The mosaic, at 120 square meters (around 1300 square feet), was found in an old building that Syria's General Directorate of Antiquities and Museums had been excavating.
Lebanese and Syrian businessmen from the neighbouring country's Nabu Museum bought the property that dates back to the 4th century and donated it to the Syrian state.
Each panel was filled with square-shaped, small colorful stones measuring about half an inch on each side.
Dr.

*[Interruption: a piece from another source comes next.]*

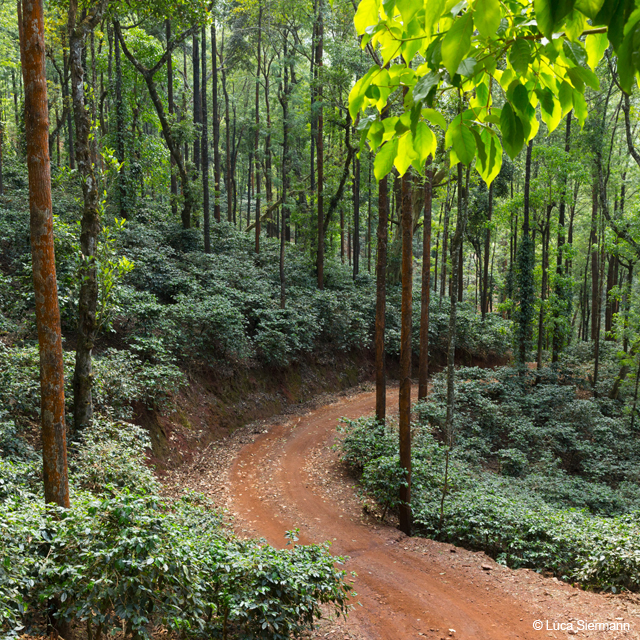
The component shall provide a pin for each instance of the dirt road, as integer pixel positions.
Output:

Humam Saad, Associate Director of Excavation and Archaeological Research at Syria's General Directorate of Antiquities and Museums, said the mosaic shows the Ancient Amazon warriors as portrayed in Roman mythology.
In Ancient Greek and Roman mythology, demigod hero Hercules slayed Hippolyta, queen of the Amazons, in one of his 12 labours.
The mosaic also portrays Neptune, Ancient Roman god of the sea, and 40 of his mistresses.
Syrian heritage sites have been looted and destroyed over the past decade of ongoing violent conflict.
Among the most notable incidents was the Islamic State group taking Palmyra, a UNESCO world heritage site that boasts 2,000-year-old towering Roman-era colonnades and priceless artifacts, and partially destroying a Roman theater.
Meanwhile, Syria's cash-strapped government have slowly been rebuilding Aleppo's centuries-old bazaar after reclaiming it from armed opposition forces in 2016.
Rastan was once a major opposition stronghold and was a point of intense clashes, before the Syrian government reclaimed the city in 2018.